A potentially interesting, revisionist retelling of the Beowulf myth suffers from its uneven execution – the film doesn’t pull itself together thematically until the third act, which may be too long to wait. Much of the film drags along due to poor pacing -- there is very little, but much needed, action while it takes over an hour to develop a strong philosophical core.
Grendel, the formless monster of the epic poem, is here humanized, or rather troll-ized; that is, the filmmakers set out to make him a complex character with real motivations. By doing so they ultimately make a powerful, and aptly timed, statement about the nature of violence and war. When Beowulf finally slays the murderous Grendel, the act carries no pretensions of heroism.
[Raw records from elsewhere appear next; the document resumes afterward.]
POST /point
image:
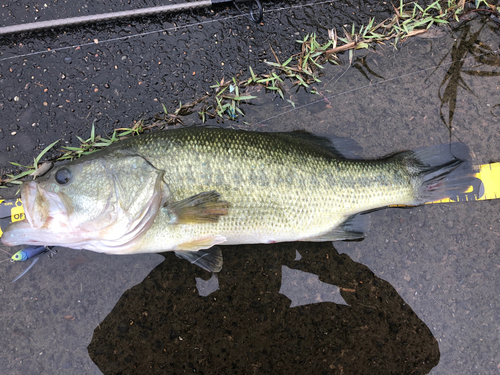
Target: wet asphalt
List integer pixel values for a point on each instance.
(420, 293)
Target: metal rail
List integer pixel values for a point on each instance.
(27, 27)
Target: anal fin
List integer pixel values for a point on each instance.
(208, 259)
(351, 229)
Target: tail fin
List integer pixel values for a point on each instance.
(438, 172)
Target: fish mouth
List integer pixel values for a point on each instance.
(46, 216)
(44, 209)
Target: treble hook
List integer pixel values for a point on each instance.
(251, 4)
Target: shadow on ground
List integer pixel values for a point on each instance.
(164, 326)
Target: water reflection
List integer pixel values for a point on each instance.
(247, 325)
(468, 44)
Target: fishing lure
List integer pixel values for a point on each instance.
(31, 252)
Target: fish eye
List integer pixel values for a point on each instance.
(63, 176)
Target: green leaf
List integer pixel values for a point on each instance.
(37, 159)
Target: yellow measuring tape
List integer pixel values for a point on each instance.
(487, 175)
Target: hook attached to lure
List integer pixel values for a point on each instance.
(31, 252)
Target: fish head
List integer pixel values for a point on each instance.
(100, 203)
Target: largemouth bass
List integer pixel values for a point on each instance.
(187, 190)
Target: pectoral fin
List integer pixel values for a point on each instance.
(200, 208)
(208, 259)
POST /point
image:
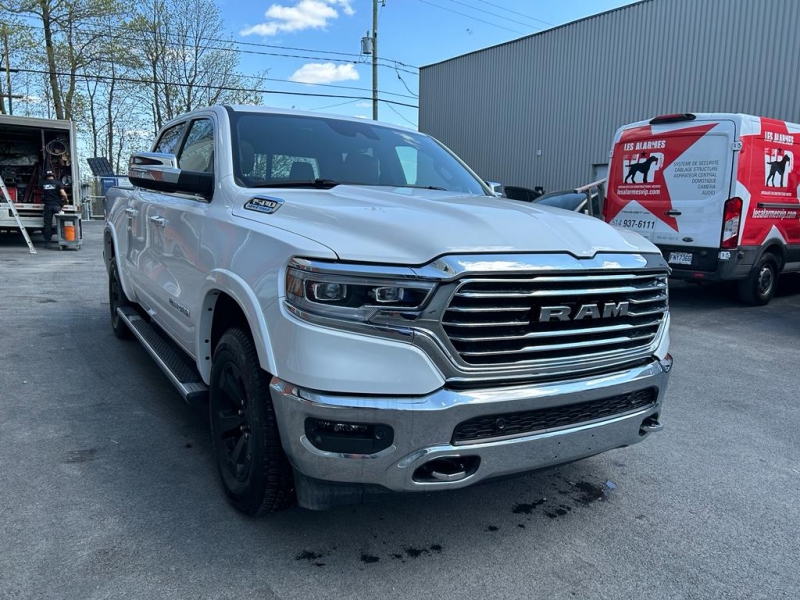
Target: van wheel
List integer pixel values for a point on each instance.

The film is a bit vulgar, though no necessarily offensively so, in its violence, sexuality (even Grendel is given a sex-scene) and anachronistic use of strong language. The visuals, from the locations to the costume and set design to Jan Kiesser’s cinematography, are impressive; an impressive visual sense alone, however, does not a good film make.
Gerard Butler, as Beowulf, and Ingvar Eggert Sigurðsson as Grendel, both perform well, but it’s Stellan Skarsgård in a supporting role as the Dane King who steals every scene that he’s in. Sarah Polley, on the other hand, as the resident village witch sticks out like a digital wristwatch and ruins every scene she appears in.
Director Sturla Gunnarrson tried to make an Icelandic, Middle Ages A History of Violence, but despite a strong cast, crew and concept can’t cohere it together into the great film it could have possibly been.